KABUL, Afghanistan?The alliance that controls Afghanistan’s capital and much of its countryside agreed Tuesday to attend power sharing talks in Germany next week. A battlefront commander claimed thousands of Taliban fighters had defected from Kunduz, the last bastion of the Islamic militia in the north.
On the front lines of northern Afghanistan, it was fast becoming a winter war. Outside Taliban-held Kunduz, shivering northern alliance soldiers thinned out from forward positions to huddle over fires in their foxholes.
Alliance Gen. Mohammed Daoud said thousands of Taliban have defected from Kunduz in recent days, and defectors’ own accounts indicate at least hundreds have fled since Sunday. Dozens of Taliban fighters defected Tuesday.
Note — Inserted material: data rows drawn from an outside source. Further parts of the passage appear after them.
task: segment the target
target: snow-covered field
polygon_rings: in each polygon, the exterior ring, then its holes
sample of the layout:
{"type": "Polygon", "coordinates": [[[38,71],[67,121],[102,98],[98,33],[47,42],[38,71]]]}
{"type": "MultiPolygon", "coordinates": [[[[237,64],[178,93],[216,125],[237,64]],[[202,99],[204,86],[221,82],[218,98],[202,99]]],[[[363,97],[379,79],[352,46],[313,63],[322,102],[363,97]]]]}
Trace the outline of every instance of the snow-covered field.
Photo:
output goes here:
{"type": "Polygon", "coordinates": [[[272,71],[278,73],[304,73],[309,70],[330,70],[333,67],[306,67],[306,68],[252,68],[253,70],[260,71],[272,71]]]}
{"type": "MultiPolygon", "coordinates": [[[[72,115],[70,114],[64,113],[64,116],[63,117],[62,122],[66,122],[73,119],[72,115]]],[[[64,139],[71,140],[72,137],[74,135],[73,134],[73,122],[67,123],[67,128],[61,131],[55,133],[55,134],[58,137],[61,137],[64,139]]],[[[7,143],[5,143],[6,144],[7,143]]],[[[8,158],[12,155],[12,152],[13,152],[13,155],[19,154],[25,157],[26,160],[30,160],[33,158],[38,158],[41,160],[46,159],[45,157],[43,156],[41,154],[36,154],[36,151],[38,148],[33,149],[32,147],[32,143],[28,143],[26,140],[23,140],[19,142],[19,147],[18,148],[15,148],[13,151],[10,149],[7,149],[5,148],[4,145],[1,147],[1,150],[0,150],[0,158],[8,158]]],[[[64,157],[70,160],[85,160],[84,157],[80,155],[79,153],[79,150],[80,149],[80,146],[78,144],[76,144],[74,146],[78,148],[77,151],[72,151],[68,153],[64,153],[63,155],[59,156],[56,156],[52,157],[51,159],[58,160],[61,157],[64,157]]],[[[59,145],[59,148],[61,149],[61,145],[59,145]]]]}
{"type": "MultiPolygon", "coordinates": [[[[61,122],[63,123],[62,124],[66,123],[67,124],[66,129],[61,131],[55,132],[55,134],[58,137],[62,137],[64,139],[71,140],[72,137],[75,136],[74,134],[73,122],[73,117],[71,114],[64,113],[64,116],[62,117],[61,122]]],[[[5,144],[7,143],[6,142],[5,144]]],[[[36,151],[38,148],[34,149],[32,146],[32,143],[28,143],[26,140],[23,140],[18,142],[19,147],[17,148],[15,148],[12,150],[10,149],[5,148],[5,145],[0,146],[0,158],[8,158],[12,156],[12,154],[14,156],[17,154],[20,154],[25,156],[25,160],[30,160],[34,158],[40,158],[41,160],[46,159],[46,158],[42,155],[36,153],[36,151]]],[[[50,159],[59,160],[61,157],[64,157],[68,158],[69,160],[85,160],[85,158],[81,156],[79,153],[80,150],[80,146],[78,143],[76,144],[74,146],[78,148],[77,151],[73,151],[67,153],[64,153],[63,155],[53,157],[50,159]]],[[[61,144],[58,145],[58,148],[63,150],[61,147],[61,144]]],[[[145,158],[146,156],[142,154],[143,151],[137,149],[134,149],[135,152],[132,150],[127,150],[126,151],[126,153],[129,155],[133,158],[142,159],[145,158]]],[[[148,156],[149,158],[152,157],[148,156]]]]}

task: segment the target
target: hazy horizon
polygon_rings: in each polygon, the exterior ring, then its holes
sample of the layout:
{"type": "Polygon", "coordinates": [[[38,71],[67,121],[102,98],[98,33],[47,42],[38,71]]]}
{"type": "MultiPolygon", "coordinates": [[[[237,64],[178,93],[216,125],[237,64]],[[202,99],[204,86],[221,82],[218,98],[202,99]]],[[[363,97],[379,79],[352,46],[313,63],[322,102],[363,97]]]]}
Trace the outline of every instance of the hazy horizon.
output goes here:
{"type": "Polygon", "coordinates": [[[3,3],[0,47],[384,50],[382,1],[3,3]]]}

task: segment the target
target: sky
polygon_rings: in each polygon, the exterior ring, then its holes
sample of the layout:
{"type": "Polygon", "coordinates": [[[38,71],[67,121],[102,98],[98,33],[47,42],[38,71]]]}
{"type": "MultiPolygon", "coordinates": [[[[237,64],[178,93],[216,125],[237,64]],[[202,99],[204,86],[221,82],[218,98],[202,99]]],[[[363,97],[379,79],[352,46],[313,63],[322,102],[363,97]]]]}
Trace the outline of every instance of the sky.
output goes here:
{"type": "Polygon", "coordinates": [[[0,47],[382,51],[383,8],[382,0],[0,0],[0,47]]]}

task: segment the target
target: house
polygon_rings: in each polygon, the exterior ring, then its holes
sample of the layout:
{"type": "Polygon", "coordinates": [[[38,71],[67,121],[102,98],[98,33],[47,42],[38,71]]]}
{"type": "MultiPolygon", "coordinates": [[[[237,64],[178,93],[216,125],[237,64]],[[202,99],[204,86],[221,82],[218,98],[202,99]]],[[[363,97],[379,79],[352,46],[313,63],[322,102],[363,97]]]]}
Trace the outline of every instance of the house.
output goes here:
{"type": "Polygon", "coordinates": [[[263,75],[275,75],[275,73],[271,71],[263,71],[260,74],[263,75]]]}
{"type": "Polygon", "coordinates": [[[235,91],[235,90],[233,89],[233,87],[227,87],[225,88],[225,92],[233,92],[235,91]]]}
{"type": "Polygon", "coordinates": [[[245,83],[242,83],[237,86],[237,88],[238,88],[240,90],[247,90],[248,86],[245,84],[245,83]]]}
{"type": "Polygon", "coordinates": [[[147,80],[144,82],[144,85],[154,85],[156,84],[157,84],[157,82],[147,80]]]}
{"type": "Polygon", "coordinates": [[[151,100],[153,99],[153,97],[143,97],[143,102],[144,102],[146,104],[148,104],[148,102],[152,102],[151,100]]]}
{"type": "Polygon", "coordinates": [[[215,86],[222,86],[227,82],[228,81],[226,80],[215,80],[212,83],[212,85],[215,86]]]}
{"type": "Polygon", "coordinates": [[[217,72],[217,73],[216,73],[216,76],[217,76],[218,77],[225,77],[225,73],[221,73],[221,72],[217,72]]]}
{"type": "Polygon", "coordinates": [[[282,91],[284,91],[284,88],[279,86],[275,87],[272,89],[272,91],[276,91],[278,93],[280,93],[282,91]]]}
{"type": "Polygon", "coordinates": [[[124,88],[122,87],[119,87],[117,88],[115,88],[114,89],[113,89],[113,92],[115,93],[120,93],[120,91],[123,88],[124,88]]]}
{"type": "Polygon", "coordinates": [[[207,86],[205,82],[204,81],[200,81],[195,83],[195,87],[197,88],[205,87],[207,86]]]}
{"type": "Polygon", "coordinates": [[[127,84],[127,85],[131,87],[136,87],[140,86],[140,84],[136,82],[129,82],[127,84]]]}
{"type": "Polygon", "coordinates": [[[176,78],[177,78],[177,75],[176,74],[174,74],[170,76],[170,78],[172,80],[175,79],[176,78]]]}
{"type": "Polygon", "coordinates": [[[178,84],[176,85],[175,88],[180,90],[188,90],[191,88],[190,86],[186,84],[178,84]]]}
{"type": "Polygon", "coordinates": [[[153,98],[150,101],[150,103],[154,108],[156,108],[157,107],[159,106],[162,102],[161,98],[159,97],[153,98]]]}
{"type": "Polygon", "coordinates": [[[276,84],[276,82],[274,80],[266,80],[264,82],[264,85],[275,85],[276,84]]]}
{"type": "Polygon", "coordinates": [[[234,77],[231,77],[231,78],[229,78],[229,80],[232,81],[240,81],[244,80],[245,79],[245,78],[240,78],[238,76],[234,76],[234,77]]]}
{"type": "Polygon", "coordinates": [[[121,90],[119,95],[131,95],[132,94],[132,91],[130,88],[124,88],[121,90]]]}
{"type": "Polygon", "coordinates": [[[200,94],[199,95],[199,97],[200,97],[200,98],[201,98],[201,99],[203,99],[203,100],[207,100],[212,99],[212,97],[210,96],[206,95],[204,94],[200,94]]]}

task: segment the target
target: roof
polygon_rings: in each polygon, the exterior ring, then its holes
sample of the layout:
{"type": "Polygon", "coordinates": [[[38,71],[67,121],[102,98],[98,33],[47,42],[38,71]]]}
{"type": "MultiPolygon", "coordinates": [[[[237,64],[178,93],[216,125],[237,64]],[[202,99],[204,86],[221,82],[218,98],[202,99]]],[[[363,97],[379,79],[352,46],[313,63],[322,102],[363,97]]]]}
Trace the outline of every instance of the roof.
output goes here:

The day also brought a grim reminder of the chaos and danger pervading the Afghan hinterlands.
The bullet-ridden bodies of four international journalists?slain execution style by gunmen who pulled them from their cars on the road from Jalalabad to Kabul?were recovered by militiamen and identified by colleagues. Their deaths brought to seven the number of journalists killed covering the nearly 7-week-old conflict.
In the capital, Kabul, the northern alliance’s foreign minister, Abdullah, announced acceptance of a U.N. invitation to talks on setting up a broad based government to replace the Taliban.
The top U.N. envoy to Afghanistan, Lakhdar Brahimi, said talks would hopefully begin Monday in or near Berlin, with fewer than 30 participants from four different Afghan groupings.
He said he hoped the conference would take the groupings?”each one claiming to be fully representative of the whole of Afghanistan”?and unite them to choose a provisional administration.
“I very, very much hope that out of this meeting which is not, hopefully, only symbolic we will take some concrete decisions and steps,” Brahimi told reporters after briefing the U.N. Security Council.
The comment appeared to be in response to a statement earlier by the head of the northern alliance, Burhanuddin Rabbani, who grudgingly backed off his demand that the conference be held in Kabul, which he controls.
While agreeing to a meeting in Europe, Rabbani told CNN on Tuesday that such a gathering would only be “symbolic” and that he would still insist that the hard decisions on Afghanistan’s future be made in the country.
The Germany conference is open-ended. But Francesc Vendrell, Brahimi’s deputy, said at the press conference with Abdullah that it should be completed by Dec. 7. It is aimed at paving the way for a much larger grand council of Afghan groups, which would establish a new government.
Aside from the northern alliance, three other groups will attend the conference?all largely made up of Afghan exiles and all including Pashtuns, Afghanistan’s largest ethnic group. The Taliban, whose leadership was mostly Pashtun, are excluded from the conference.
One delegation will be followers of former King Mohammad Zaher Shah. Also at the conference will be representatives of the so called Peshawar and Cyprus groups, which are made up of prominent Afghan figures.
The United Nations demands that the northern alliance?largely made up of ethnic minorities?share power with Pashtuns. It has been trying to find Pashtun representatives not closely linked to the Taliban.